This was my lunch today . . . soooooooo delicious!
Quantity : 4 servings
Preparation : 10 min Cooking : 1 h
170calories/serving
Ingredients
1 onions, chopped 200 g
1 clove garlic, chopped
6 beetroots, peeled then cut into large chunks 750 g
1/2 potatoes, peeled then cut into large chunks 100 g
2 tsp butter, unsalted 9 g
2 tsp canola oil 10 mL
2 tsp gingerroot, grated 9 g
3 1/2 cups chicken broth, low-sodium 900 mL
1 pinch salt [optional] 0.2 g (I used Watkins Organic All-Purpose Seasoning Salt-Free)
4 tsp chives, fresh, chopped 4 g
Before you start
A blender or food processor will be very useful to purée the soup.
Method
Prepare the vegetables: chop the onions and garlic; peel the beets and potatoes, then cut them into large chunks.
Heat the butter and oil in a saucepan over medium heat. Add the onions and garlic, then sauté 3-4 min until soft. Grate the ginger and add it to the pan. Cook 1 min with stirring. Add the beets and potatoes, then pour in the broth, bring it to a boil, cover and simmer 1 h. Add salt and pepper to taste.

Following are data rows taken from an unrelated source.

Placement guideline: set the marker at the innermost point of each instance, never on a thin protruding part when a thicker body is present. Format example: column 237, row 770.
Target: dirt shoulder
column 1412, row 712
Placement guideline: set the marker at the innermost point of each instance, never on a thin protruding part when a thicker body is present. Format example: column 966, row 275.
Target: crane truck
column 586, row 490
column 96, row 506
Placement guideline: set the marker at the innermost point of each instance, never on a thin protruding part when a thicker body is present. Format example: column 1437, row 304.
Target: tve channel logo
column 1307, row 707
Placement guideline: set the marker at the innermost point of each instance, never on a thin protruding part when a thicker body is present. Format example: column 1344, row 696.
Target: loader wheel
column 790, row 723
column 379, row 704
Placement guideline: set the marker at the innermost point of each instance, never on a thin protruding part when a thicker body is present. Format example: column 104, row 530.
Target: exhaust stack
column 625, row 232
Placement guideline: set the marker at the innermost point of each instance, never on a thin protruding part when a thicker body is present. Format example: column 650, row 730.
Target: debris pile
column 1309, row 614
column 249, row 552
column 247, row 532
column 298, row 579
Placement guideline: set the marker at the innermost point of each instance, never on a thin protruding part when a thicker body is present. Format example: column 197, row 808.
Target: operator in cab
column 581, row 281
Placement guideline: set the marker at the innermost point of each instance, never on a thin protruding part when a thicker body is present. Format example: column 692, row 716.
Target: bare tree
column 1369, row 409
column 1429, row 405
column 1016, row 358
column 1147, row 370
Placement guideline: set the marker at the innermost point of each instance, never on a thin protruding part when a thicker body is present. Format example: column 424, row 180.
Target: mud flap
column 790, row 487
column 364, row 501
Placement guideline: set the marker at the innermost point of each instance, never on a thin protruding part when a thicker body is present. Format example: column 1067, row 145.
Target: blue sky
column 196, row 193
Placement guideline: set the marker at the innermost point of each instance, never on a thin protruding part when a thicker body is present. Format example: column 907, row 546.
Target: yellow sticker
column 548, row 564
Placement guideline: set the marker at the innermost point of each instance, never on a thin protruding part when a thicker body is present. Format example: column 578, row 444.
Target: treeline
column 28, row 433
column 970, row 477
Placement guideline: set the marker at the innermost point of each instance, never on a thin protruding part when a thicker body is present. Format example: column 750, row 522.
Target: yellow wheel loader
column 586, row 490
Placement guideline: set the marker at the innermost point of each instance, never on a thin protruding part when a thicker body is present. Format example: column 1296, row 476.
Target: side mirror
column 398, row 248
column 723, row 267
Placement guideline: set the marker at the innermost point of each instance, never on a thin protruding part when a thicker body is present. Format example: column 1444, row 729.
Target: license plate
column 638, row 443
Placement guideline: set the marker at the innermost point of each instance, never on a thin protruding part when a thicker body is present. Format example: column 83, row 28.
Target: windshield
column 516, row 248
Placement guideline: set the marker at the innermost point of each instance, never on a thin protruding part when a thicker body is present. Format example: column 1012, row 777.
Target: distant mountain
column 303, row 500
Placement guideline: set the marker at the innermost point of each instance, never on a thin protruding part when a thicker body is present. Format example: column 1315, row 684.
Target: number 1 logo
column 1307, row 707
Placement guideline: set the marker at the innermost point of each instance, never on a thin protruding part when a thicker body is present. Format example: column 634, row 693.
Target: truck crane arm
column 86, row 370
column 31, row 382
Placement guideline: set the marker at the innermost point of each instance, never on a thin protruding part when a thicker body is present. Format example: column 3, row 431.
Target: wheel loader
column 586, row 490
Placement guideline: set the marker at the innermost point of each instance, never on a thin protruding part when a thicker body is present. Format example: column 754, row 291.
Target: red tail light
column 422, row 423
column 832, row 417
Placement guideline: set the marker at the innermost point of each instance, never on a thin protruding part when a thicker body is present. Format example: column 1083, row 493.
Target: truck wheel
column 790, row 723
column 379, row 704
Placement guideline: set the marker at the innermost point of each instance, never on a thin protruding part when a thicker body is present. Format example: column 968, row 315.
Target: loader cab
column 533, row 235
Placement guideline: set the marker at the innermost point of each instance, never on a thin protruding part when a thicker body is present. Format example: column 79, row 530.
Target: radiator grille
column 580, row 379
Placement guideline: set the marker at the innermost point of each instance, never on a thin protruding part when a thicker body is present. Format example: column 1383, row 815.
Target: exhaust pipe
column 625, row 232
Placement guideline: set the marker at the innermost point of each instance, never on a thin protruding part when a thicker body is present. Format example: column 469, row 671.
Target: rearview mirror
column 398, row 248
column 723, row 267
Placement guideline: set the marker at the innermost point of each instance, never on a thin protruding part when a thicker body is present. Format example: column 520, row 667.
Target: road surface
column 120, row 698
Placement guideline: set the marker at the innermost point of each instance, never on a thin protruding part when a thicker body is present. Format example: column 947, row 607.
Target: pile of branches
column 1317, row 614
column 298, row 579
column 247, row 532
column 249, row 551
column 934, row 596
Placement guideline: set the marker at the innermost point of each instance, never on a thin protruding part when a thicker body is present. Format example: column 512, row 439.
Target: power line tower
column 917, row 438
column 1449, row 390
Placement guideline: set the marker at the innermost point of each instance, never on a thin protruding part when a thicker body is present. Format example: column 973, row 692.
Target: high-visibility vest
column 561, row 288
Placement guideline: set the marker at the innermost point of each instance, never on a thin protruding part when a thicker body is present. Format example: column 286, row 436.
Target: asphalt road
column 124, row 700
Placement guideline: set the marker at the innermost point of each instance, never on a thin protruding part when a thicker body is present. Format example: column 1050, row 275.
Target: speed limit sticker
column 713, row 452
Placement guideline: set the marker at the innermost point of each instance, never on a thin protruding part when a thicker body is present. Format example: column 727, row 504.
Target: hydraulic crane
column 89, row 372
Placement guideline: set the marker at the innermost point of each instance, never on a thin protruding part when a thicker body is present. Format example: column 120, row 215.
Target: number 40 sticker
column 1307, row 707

Take the pan off the heat, let it cool down a few minutes then purée the soup in a blender or food processor. Adjust the seasoning, then ladle the soup into bowls. Garnish with sour cream and chopped chives, then serve (warm or at room temperature).
Observations
The soup keeps up to 7 days in the refrigerator or up to 4 months in the freezer.